With CommandFest just over two weeks away, we wanted to dive into some engineering behind how SpellTable works and how we’re scaling. As some of you may know, our video layer is peer to peer. That means your video feed goes straight to your opponents and no one else. The main reason we do it this way is cost. We simply couldn’t afford to run SpellTable with hosted video yet, although we do plan to have it in the future. There are some drawbacks to the peer to peer solution. More CPU is needed to encode your stream and more upload bandwidth is required to upload your stream to each opponent. Additionally we cannot support too many players and/or spectator mode.
So if video is peer to peer, what is there to scale? There are two things related to video streaming that we must scale. If you’ve ever had the problem where someone couldn’t see your video, or you couldn’t see theirs. Or if you’ve had your video flicker in/out, it’s probably because one of these two things.
The Relay Server
While most users (about 80%) will never need a relay server. Unfortunately some users are stuck behind a firewall or a tricky network configuration where there’s just no way for a direct connection. In that case, we route their video through a server in the cloud that both players can access.This server does not have access to your video feed, it simply takes it in and sends it right back out. Because we don’t need to decode the video feed, this server is really cheap to run and all we pay for is bandwidth and a small instance cost. The cost for bandwidth is $0.01 per gb and we’ve used over 4 terabytes of relay traffic this month on just one single relay server. That server is overloaded and we need to scale it. If you’ve got a delay in your feed, this is a likely culprit.

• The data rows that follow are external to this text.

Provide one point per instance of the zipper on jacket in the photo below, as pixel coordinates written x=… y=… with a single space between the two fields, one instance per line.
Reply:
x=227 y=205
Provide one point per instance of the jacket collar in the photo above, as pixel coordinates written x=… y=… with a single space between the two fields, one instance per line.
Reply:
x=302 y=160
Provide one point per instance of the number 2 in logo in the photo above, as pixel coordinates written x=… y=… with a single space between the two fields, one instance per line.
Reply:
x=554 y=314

Fortunately, scaling relay servers is relatively easy. They are stateless so we can simply launch a ton and use some DNS tricks to round-robin them. We can even use GeoDNS to make sure you connect to a server near you. This project is almost done and we plan to launch additional servers in the USA, Germany, Australia, and Asia before CommandFest..

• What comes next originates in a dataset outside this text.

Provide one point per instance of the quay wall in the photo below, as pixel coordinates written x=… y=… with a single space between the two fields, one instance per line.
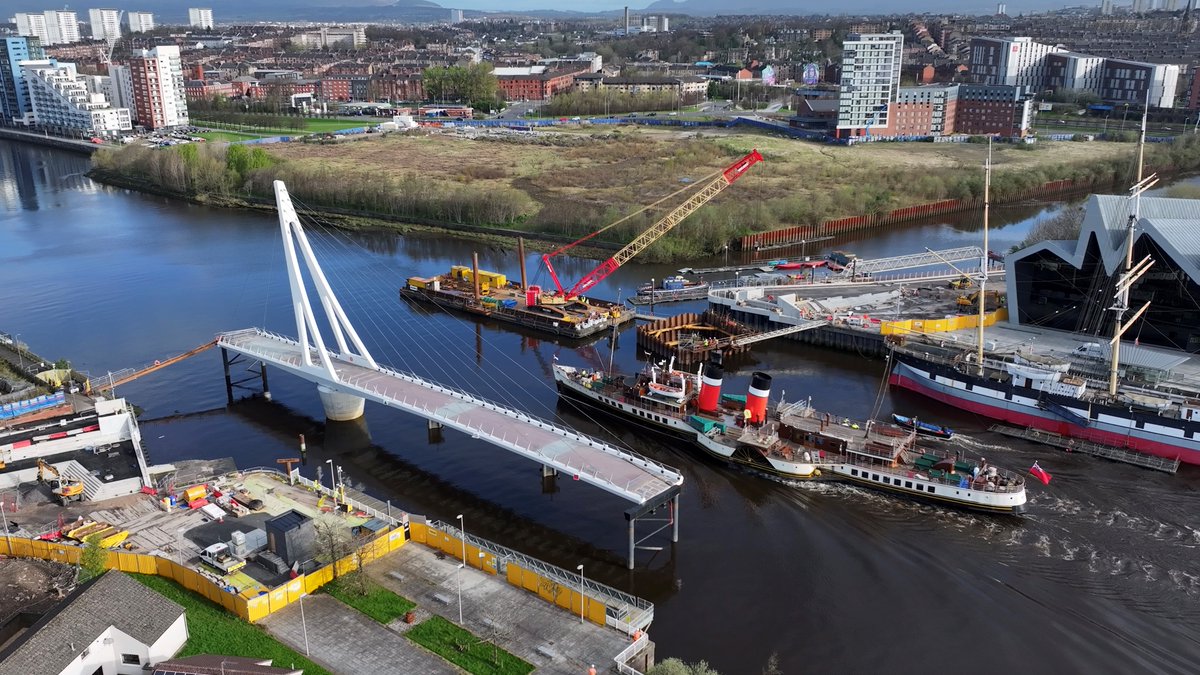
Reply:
x=550 y=583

We could simply pay for a service that does all this for us. In fact, early on we used just such a service called Twilio NAT. This worked great, but it cost us $0.40 a gigabyte. Recall our own solution is $0.01, so this is 40 times more expensive, and that’s just for North America. Other parts of the world cost $0.50 or even $0.60 per gb. If we were still on Twilio’s service, the month of May would end up costing somewhere around $2,000.
The Peering Server
While video is peer to peer, the data required to connect that video stream is not. This data consists of session information about how to connect to another player. This is where a peering server comes in. It takes the information from all parties and exchanges it. Our initial solution was a forked open source peering server which worked well, but there are some downsides. First, it keeps all connections in memory. That means if the server ever has a hiccup or we need to deploy, all connections are lost and must reconnect with fresh IDs. To compound this, our peering server is hosted on a service called Heroku which automatically restarts our peering server at a random unpredictable time. Needless to say, this is not ideal.
Scaling this solution would require a persisted database and sharding.Sharding is just a fancy way to say we can break down our databases/connections into smaller parts. In this case, however, we’ve decided to buy vs. build and we’ll soon be moving our peering solution to Firebase. This will allow us to scale peering to 200,000 simultaneous connections before we need to worry about sharding. While we’re confident CommandFest will be enjoyed by many, we do not anticipate 200,000 participants. While Firebase is not the most affordable solution, we’re super grateful to our Patreons and supporters who have allowed us to not have to worry about this particular cost.
Thanks for reading and joining us on this journey!